[llvm] [AMDGPU] Document GFX12 Memory Model (PR #98599)

Thu Aug 1 23:38:29 PDT 2024

================
@@ -14074,6 +14075,2263 @@ table :ref:`amdgpu-amdhsa-memory-model-code-sequences-gfx10-gfx11-table`.
                                - system                  for OpenCL.*
      ============ ============ ============== ========== ================================
 
+
+.. _amdgpu-amdhsa-memory-model-gfx12:
+
+Memory Model GFX12
+++++++++++++++++++++++++
+
+For GFX12:
+
+* Each agent has multiple shader arrays (SA).
+* Each SA has multiple work-group processors (WGP).
+* Each WGP has multiple compute units (CU).
+* Each CU has multiple SIMDs that execute wavefronts.
+* The wavefronts for a single work-group are executed in the same
+  WGP.
+
+  * In CU wavefront execution mode the wavefronts may be executed by different SIMDs
+    in the same CU.
+  * In WGP wavefront execution mode the wavefronts may be executed by different SIMDs
+    in different CUs in the same WGP.
+
+* Each WGP has a single LDS memory shared by the wavefronts of the work-groups
+  executing on it.
+* All LDS operations of a WGP are performed as wavefront wide operations in a
+  global order and involve no caching. Completion is reported to a wavefront in
+  execution order.
+* The LDS memory has multiple request queues shared by the SIMDs of a
+  WGP. Therefore, the LDS operations performed by different wavefronts of a
+  work-group can be reordered relative to each other, which can result in
+  reordering the visibility of vector memory operations with respect to LDS
+  operations of other wavefronts in the same work-group. A ``s_wait_dscnt 0x0``
+  is required to ensure synchronization between LDS operations and
+  vector memory operations between wavefronts of a work-group, but not between
+  operations performed by the same wavefront.

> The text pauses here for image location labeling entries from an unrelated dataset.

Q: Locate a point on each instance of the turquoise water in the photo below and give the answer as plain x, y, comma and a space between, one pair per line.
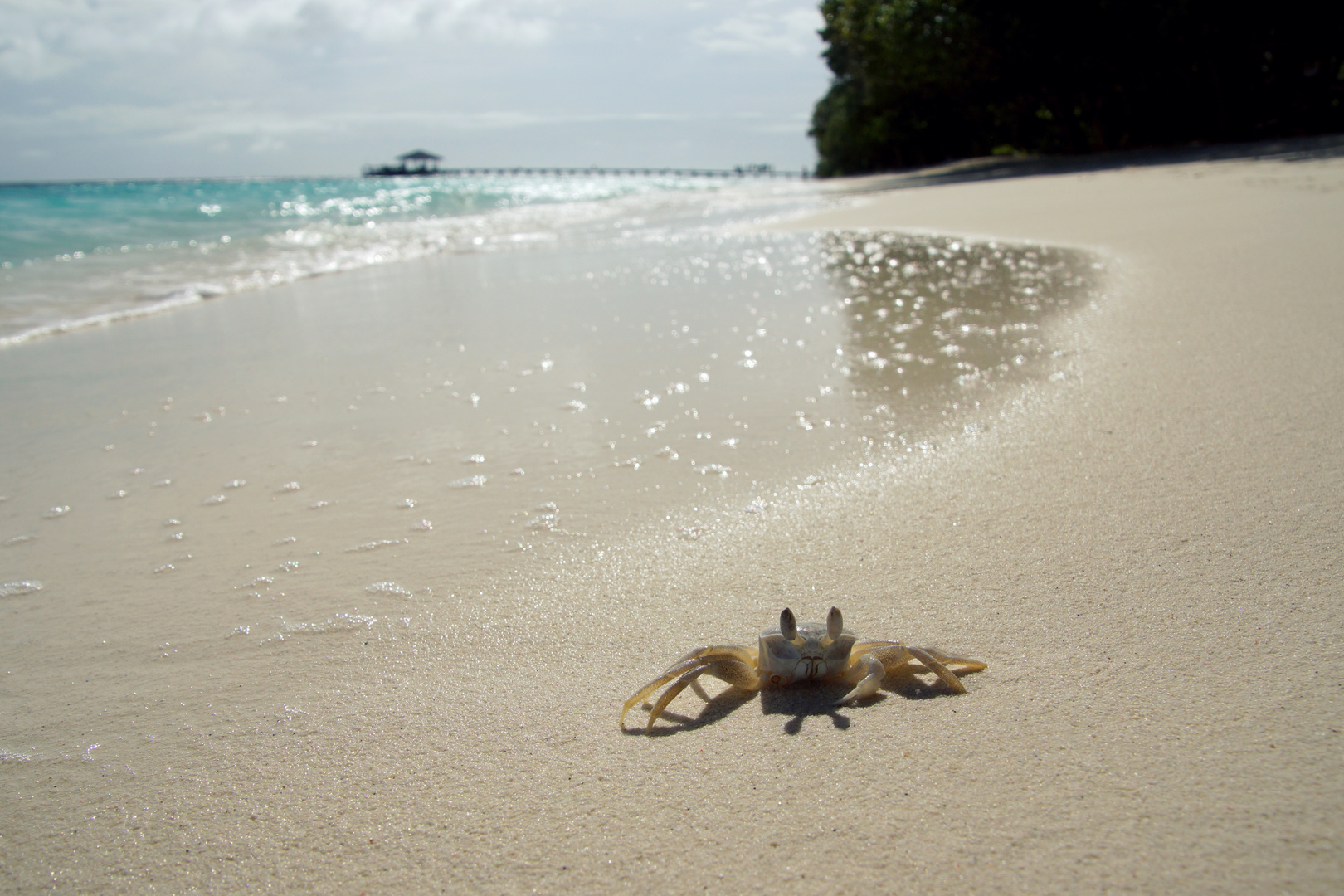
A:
91, 253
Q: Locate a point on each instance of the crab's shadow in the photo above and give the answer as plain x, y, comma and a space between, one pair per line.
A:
797, 703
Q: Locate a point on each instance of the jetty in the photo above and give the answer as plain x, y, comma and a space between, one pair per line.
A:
425, 164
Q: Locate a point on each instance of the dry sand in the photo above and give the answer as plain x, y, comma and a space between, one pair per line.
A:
1146, 551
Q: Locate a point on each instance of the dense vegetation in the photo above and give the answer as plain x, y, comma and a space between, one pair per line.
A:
921, 80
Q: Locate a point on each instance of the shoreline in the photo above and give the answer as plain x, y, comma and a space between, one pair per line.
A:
1120, 546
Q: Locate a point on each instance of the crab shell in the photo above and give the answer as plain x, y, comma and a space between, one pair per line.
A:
804, 650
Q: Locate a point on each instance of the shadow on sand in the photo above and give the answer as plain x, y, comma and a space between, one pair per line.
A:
797, 703
1001, 167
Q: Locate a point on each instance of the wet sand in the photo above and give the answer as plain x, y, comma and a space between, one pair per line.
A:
1142, 540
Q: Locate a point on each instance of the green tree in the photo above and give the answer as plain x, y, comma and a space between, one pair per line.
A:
919, 82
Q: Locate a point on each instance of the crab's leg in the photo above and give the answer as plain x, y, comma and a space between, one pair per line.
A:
964, 664
745, 655
678, 670
738, 652
738, 674
971, 665
866, 674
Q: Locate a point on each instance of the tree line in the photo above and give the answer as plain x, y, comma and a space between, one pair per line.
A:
918, 80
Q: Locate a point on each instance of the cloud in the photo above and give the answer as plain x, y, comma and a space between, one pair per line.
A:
45, 38
763, 30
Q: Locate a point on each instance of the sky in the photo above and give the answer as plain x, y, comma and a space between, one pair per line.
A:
117, 89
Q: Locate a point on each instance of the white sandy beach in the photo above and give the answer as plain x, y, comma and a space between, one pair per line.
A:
1146, 550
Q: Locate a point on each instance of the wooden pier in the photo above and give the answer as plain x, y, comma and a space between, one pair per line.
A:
747, 171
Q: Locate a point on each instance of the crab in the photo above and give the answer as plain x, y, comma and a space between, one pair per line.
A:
801, 652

+* The vector memory operations are performed as wavefront wide operations.
+  Vector memory operations are divided in different types. Completion of a
+  vector memory operation is reported to a wavefront in-order within a type,
+  but may be out of order between types. The types of vector memory operations
+  (and their associated ``s_wait`` instructions) are:
+
+  * LDS: ``s_wait_dscnt``
+  * Load (global, scratch, flat, buffer and image): ``s_wait_loadcnt``
+  * Store (global, scratch, flat, buffer and image): ``s_wait_storecnt``
+  * Sample and Gather4: ``s_wait_samplecnt``
+  * BVH: ``s_wait_bvhcnt``
+
+* Vector and scalar memory instructions contain a ``SCOPE`` field with values
+  corresponding to each cache level. The ``SCOPE`` determines whether a cache
+  can complete an operation locally or whether it needs to forward the operation
+  to the next cache level. The ``SCOPE`` values are:
+
+  * ``SCOPE_CU``: Compute Unit (NOTE: not affected by CU/WGP mode)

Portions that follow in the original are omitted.